The letter says the HOP program, designed to address health care and social needs in North Carolina, has spent approximately $110 million to serve 13,000 North Carolinians, amounting to more than $8,400 per person.

NCCARE360 has reportedly failed to meet the needs of various stakeholders after receiving more than $24 million from NCDHHS, including at least $12.15 million for the pilots.

“Despite significant investment from NCDHHS that was specifically allocated to HOP, it has become apparent through public comments and legislative testimony that NCCARES360 is failing to meet the day-to-day needs of participating human service organizations (HSOs), care managers, network leads, or prepaid health plans (PHPs),” wrote the senators.

The senators’ letter, along with feedback from stakeholders, outlined several critical issues such as financial irregularities, including invoice tracking problems and payment mismanagement; and data security concerns, with reports of sensitive patient information being improperly shared.

“The Healthy Opportunity Pilots were designed with NCCARE360 at the center, and now the use of NCCARE360 poses the single biggest threat to the success of the Healthy Opportunities Pilots,” the feedback document’s conclusion states.

Additionally, the feedback cited a lack of basic functionality as a referral system along with compliance risks that could lead to financial and legal consequences for participating organizations. Stakeholders want immediate action to protect patients, HSOs and other participants, and to ensure the program’s compliance and success.

An independent audit firm, Marshall Jones, concluded that the platform’s lack of controls could pose serious financial and compliance risks to (HSOs) participating in the program.

As of June 26, the NCCARE360 website’s data showed it had not been updated since February 2023. Similarly, the news articles and press releases associated with NCCARE360 are out of date, with 2020 being the most recent entries.

Tillis and Budd’s letter asks for a detailed response from Becerra by July 12 on various aspects of the program, including auditing mechanisms, data security measures and plans to address NCCARE360’s alleged deficiencies.

North State Journal reached out to NCDHHS for comment on the senators’ letter and the reported issues with NCCARE36. The agency did not receive a copy of the letter sent to Becerra, but NCDHHS’s communications department did share additional information in its email response.

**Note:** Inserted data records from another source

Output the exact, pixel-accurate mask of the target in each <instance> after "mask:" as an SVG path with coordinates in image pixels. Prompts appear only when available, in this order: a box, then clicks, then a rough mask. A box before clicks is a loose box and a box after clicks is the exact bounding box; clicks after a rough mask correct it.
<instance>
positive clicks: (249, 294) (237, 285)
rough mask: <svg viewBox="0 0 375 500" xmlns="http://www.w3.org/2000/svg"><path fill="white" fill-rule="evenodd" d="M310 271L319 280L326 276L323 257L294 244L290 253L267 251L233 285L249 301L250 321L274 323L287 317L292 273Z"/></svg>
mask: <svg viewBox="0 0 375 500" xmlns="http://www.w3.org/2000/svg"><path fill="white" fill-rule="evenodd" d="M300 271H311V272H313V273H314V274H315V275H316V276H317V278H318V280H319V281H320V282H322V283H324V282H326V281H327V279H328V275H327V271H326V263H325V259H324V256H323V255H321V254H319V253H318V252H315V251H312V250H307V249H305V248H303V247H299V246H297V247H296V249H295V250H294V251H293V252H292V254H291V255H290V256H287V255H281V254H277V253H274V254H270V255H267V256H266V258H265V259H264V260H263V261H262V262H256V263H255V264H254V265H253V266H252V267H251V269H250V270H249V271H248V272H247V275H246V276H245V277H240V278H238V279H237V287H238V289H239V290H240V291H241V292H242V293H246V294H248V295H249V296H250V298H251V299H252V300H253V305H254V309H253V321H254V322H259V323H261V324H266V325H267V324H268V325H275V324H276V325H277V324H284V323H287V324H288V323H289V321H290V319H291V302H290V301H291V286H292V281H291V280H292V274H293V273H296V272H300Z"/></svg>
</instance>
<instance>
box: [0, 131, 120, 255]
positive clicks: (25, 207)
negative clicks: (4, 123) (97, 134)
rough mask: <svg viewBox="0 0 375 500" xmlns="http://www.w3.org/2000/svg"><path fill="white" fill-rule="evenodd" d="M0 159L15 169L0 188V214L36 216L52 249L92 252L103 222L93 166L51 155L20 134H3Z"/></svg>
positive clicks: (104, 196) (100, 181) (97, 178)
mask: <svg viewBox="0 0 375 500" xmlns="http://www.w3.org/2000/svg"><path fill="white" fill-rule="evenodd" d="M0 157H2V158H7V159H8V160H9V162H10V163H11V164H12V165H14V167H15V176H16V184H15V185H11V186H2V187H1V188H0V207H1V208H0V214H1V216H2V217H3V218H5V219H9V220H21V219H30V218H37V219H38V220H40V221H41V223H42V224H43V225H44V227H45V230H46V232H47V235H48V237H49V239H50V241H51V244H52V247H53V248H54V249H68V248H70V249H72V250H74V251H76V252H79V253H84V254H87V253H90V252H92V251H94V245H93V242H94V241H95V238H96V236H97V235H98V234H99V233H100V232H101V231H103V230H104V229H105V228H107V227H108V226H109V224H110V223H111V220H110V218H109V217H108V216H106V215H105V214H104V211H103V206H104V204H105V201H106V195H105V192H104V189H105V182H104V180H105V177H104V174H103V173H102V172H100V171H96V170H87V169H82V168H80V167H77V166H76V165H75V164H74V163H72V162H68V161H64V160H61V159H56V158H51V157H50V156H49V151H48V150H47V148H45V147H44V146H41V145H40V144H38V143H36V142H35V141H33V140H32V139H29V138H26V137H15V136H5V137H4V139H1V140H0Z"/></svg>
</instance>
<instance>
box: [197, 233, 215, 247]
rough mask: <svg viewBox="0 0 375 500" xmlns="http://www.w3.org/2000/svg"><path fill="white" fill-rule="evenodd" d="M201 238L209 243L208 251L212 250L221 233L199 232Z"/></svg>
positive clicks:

NCDHHS described HOP as a “first-of-its-kind innovative program” that is described as a “life changer” for thousands of North Carolina families,” and that “preliminary research also shows a significant savings in medical costs to the state of North Carolina from Healthy Opportunities Pilots participants.”

The agency indicated that more than 420,000 services were delivered and over 24,000 N.C. Medicaid beneficiaries have enrolled across 33 predominantly rural counties in the state since the program began two years ago.

“Preliminary research from the program’s independent evaluation shows the state is spending about $85 less per month in medical costs per Healthy Opportunities Pilots beneficiary,” NCDHHS said in its email response to North State Journal. “Those findings also show participants avoided a significant number of emergency department visits (an estimated reduction of six ED visits per 1,000 member-month) and research shows participants have a reduced risk of food insecurity, housing instability and lack of access to transportation. Further, the findings showed that the longer a person was enrolled in the pilots the greater reduction of risk.”

NCDHHS pointed to an evaluation and summary report press release dated April 2 for additional information.

The April 2 press release figures differed from NCDHHS’s previous statement on the number of services and beneficiaries served, citing “more than 288,000 services” delivered and more than “20,000 NC Medicaid beneficiaries” have enrolled since HOP began providing services two years ago.

“Regarding the security concerns mentioned in the letter, the Department worked with Unite Us, who also manages the NCCARE360 website, in January to confirm that the security concerns about NCCARE360 were addressed,” said NCDHHS in its response.